His eyes shifted a little, like this wasn’t something he was particularly proud to admit. “ ’Cause the KCIA has a bit more latitude than we do.”

That was a nice way of saying that the KCIA could rip her fingernails out and flood her veins with truth serums.

I wasn’t passing any judgments, though. I might’ve done the same thing if I were in his shoes. Hell, I might’ve done the same thing if I was in my shoes. Lots of innocent folks had been murdered, and Bales’s wife was probably somehow connected to it.

“Besides,” he continued, “they know how to handle North Korean stooges better than we do.”

“Is there some trick to that?” I asked, genuinely curious.

“Ah, yeah. They’re a breed apart. Know how Carol took her down?”

“How?”

“Drugged her tea. The second she saw her getting drowsy, she slipped up behind her and jammed a steel plate in her mouth so she couldn’t bite down, while two other agents rushed over, threw ropes around her body, and pinned her in place.”

“Sounds pretty extreme.”

“There’s a reason for it. Lots of these North Koreans have those poison pellets inside a tooth. No shit. Remember that KAL plane that got a bomb planted on it by a North Korean couple? The KCIA caught them, but the guy reached up, twisted a molar, and plunk! The bastard was dead before he hit the floor.”

“Think the KCIA’ll get her to talk?”

“Depends how tough she is. Usually they start getting results within seventy-two hours.”

“That’s too long, though, isn’t it?”

“Yeah. Choi and Bales will assume she’s been taken. They’ll hide someplace she can’t compromise. They’ll alter their plans.”

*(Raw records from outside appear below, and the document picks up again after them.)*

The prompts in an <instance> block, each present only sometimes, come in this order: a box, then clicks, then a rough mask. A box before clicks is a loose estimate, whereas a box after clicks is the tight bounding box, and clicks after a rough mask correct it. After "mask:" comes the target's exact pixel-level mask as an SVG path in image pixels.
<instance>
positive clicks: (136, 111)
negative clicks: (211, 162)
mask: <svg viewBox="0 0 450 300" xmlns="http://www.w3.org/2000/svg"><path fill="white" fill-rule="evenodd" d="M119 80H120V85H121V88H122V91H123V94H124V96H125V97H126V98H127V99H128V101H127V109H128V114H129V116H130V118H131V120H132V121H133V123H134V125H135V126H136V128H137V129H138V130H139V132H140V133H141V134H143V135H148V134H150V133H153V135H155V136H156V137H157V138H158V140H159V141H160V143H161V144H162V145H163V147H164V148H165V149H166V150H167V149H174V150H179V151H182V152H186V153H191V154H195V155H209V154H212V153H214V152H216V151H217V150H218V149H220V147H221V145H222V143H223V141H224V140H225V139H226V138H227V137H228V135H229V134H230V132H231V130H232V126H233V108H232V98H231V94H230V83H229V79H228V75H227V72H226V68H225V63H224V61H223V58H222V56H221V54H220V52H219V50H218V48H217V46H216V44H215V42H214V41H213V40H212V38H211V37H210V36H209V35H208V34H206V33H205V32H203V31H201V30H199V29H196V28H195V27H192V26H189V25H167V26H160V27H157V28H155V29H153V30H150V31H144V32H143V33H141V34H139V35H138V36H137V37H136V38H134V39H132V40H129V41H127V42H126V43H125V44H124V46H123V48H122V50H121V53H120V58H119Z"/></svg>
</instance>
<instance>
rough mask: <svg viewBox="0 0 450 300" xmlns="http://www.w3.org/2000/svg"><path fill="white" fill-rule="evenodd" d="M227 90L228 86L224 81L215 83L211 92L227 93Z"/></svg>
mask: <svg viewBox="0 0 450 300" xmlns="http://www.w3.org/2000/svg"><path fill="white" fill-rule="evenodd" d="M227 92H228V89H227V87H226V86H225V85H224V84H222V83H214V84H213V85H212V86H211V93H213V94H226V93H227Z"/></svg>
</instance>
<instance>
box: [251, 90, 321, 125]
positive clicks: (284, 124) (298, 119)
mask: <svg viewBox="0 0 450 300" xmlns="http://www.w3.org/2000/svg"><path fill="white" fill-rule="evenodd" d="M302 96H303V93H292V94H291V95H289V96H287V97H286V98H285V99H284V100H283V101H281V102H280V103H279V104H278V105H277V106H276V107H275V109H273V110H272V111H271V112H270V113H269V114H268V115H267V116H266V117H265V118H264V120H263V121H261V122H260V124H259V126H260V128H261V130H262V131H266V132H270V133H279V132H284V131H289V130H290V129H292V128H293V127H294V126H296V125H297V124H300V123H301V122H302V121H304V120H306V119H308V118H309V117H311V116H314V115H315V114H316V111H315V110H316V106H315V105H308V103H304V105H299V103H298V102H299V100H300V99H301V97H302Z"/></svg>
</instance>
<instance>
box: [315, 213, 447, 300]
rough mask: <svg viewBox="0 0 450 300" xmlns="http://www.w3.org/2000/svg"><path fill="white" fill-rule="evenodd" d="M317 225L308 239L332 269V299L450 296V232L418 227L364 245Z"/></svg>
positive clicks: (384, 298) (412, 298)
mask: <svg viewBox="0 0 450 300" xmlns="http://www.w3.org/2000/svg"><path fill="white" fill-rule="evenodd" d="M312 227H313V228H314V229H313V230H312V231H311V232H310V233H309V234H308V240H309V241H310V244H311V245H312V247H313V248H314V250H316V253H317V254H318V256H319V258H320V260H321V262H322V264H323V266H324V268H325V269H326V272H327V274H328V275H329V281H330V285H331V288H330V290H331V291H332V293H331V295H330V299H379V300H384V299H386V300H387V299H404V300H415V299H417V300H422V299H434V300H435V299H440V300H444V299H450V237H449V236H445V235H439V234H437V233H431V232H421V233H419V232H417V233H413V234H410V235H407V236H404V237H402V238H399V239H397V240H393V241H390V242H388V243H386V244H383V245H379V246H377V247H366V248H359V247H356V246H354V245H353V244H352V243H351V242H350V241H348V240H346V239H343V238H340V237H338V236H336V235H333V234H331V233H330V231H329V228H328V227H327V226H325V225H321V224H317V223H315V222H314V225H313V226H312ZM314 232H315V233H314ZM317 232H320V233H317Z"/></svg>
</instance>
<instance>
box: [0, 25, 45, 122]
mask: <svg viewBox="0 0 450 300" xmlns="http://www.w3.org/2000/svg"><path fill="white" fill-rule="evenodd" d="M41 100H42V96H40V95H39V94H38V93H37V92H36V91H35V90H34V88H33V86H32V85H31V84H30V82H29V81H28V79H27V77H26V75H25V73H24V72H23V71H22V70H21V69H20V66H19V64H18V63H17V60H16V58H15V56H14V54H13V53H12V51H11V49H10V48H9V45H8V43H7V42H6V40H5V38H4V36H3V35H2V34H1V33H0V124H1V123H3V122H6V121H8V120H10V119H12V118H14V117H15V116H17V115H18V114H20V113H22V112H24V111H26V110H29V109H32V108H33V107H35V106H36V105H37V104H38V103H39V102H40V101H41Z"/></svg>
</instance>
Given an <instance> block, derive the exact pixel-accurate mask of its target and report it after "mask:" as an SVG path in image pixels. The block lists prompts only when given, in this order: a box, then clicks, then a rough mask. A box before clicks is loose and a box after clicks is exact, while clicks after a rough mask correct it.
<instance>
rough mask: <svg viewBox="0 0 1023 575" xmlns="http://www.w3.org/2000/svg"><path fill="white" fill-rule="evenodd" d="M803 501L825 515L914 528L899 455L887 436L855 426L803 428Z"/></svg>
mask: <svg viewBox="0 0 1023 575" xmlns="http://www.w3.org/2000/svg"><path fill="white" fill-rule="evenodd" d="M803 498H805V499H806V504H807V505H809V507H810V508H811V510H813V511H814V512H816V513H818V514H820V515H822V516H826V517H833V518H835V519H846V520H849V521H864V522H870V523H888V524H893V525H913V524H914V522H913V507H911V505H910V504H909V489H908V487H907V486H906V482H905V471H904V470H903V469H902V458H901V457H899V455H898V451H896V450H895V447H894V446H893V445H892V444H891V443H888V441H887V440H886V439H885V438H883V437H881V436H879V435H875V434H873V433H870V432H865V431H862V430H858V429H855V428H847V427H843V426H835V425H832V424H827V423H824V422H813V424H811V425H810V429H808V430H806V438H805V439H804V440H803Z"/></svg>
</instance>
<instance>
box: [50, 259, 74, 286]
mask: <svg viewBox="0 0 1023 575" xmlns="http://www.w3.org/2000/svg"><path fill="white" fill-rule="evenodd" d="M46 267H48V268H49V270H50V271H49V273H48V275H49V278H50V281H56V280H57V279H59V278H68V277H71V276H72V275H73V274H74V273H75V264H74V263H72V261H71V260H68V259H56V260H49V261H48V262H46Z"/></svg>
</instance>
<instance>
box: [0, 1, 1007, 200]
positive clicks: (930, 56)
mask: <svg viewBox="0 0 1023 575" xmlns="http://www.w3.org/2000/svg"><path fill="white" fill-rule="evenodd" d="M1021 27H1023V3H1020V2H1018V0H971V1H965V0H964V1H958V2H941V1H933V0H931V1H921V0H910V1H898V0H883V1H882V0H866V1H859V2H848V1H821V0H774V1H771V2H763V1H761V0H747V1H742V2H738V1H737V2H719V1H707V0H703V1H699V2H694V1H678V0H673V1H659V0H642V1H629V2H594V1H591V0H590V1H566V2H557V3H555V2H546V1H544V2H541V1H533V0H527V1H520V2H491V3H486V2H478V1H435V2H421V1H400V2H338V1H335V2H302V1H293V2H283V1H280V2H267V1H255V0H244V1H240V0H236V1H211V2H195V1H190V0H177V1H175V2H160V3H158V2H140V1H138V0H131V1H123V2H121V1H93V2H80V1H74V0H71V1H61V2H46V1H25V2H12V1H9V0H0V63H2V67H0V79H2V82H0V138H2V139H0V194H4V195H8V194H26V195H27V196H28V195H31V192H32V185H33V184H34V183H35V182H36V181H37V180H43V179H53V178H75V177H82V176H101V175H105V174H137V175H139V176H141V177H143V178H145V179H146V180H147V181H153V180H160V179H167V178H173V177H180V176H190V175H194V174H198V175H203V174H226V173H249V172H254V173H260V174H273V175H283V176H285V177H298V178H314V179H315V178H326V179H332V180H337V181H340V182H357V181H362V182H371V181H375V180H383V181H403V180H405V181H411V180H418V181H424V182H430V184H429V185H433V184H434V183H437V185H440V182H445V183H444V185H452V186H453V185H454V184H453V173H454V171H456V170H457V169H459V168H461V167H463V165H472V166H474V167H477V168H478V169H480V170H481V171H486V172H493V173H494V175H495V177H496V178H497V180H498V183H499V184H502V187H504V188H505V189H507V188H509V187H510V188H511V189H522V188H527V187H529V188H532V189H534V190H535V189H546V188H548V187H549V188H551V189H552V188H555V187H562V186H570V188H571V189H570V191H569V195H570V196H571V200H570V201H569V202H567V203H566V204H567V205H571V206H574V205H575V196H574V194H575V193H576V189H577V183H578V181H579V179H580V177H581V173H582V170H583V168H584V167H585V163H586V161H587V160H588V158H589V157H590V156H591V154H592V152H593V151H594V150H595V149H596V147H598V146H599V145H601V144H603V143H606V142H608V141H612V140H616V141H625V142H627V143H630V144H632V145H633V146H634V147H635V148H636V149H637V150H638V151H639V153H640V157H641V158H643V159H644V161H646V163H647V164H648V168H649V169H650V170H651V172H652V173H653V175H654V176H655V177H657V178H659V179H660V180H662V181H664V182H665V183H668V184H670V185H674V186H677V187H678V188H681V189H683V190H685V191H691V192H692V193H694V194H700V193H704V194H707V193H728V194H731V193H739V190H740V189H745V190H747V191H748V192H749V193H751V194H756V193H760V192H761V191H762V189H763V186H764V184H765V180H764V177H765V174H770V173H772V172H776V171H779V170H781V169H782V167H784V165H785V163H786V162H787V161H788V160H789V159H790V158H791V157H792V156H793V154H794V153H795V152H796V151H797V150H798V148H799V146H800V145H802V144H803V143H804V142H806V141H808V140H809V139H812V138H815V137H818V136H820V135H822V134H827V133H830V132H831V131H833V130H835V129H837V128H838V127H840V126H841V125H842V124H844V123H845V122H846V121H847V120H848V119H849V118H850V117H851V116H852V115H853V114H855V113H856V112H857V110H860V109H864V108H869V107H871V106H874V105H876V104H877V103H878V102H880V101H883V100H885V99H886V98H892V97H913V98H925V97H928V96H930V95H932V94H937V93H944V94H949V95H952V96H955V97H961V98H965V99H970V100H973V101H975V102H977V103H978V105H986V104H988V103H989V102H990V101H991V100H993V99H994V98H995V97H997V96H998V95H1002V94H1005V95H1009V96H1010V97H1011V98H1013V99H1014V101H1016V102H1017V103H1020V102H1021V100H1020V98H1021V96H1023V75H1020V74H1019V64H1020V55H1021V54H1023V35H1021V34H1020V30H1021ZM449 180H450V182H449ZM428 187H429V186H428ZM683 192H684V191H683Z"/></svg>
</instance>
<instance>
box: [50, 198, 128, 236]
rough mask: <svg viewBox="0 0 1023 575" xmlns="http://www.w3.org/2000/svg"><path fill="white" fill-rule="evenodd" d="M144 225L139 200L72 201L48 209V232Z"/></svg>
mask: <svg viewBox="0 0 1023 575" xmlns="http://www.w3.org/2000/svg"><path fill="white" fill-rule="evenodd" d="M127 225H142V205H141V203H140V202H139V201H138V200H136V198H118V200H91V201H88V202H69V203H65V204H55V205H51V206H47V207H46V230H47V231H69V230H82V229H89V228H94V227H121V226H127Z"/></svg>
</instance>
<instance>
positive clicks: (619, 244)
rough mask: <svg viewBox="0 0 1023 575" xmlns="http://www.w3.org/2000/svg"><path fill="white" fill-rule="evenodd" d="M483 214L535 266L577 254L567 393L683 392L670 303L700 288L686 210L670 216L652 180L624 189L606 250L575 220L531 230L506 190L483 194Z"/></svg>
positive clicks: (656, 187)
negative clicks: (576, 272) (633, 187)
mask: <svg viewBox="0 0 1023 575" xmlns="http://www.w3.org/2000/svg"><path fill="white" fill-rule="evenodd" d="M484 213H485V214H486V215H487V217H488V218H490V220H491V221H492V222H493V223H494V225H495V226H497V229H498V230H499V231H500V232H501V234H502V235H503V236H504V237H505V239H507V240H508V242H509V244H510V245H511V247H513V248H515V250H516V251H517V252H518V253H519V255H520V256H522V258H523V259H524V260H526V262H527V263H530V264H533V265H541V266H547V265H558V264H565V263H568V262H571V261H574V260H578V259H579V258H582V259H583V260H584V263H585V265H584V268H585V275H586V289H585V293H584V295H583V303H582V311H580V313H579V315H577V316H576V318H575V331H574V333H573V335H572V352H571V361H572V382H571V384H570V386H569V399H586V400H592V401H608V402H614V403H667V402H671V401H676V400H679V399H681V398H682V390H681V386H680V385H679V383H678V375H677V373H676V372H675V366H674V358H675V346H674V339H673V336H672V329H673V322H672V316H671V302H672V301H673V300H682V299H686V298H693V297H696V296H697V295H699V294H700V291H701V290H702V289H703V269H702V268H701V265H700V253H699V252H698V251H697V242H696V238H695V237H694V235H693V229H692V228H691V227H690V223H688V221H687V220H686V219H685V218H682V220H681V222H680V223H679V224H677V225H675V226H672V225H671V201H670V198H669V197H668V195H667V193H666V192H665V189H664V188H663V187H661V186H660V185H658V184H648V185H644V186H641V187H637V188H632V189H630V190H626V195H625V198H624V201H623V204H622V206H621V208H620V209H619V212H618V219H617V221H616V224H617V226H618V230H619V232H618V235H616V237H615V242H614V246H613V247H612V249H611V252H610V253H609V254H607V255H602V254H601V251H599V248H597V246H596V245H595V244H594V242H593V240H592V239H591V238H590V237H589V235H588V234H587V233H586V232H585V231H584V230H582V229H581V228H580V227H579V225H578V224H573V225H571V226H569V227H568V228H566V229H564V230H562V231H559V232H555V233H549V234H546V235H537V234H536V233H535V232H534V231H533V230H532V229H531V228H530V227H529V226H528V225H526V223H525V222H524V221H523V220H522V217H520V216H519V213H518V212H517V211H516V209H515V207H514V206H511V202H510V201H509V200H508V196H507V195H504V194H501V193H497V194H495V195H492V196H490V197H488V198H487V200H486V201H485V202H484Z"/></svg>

I rubbed my chin and gave him a full dose of the look people say makes me look just like a Lebanese rug merchant. “So, you got any ideas?”

He shrugged. “Maybe Bales’s wife will tell us something helpful. Maybe we’ll find something searching through their belongings.”

“You don’t sound hopeful.”

“I’m not. These guys were trained agents.”

“Choi maybe was. Bales wasn’t.”

He looked over his coffee mug. “You got something you wanna share?”

I kept rubbing my chin. “I thought maybe if I joined in the search, I might catch something you’ll miss.”

Mercer was no dummy. “You mean you’d like to go through their shit and see if you can find something to get Whitehall off.”

I smiled. “I suppose if I came upon something that helped my client, that wouldn’t be a bad thing.”

He shook his head and rolled his eyes. He’d obviously had a hell of a day. “Look, Drummond, you wanna go through their crap, just say so. I owe you, and I always pay my debts. Feel free.”

“Could you loan me Carol Kim?”

“Think I’d let you go through their shit without somebody looking over your shoulder? Take her.”

He had a good point. I started to get up.

“One other thing,” he said.

“Yeah?”

“Remember when Bales called Choi?”

“Of course.”

“Think back. Remember what he said just before they talked about that plan B thing?”

“He wanted to know about his wife?”

“Nah, after that.”

“I don’t remember anything after that,” I admitted.

“Bales asked him about phase 3.”

“What in the hell’s phase 3?”

Mercer looked sadder than any man I ever saw. “That’s what we’d like to know.”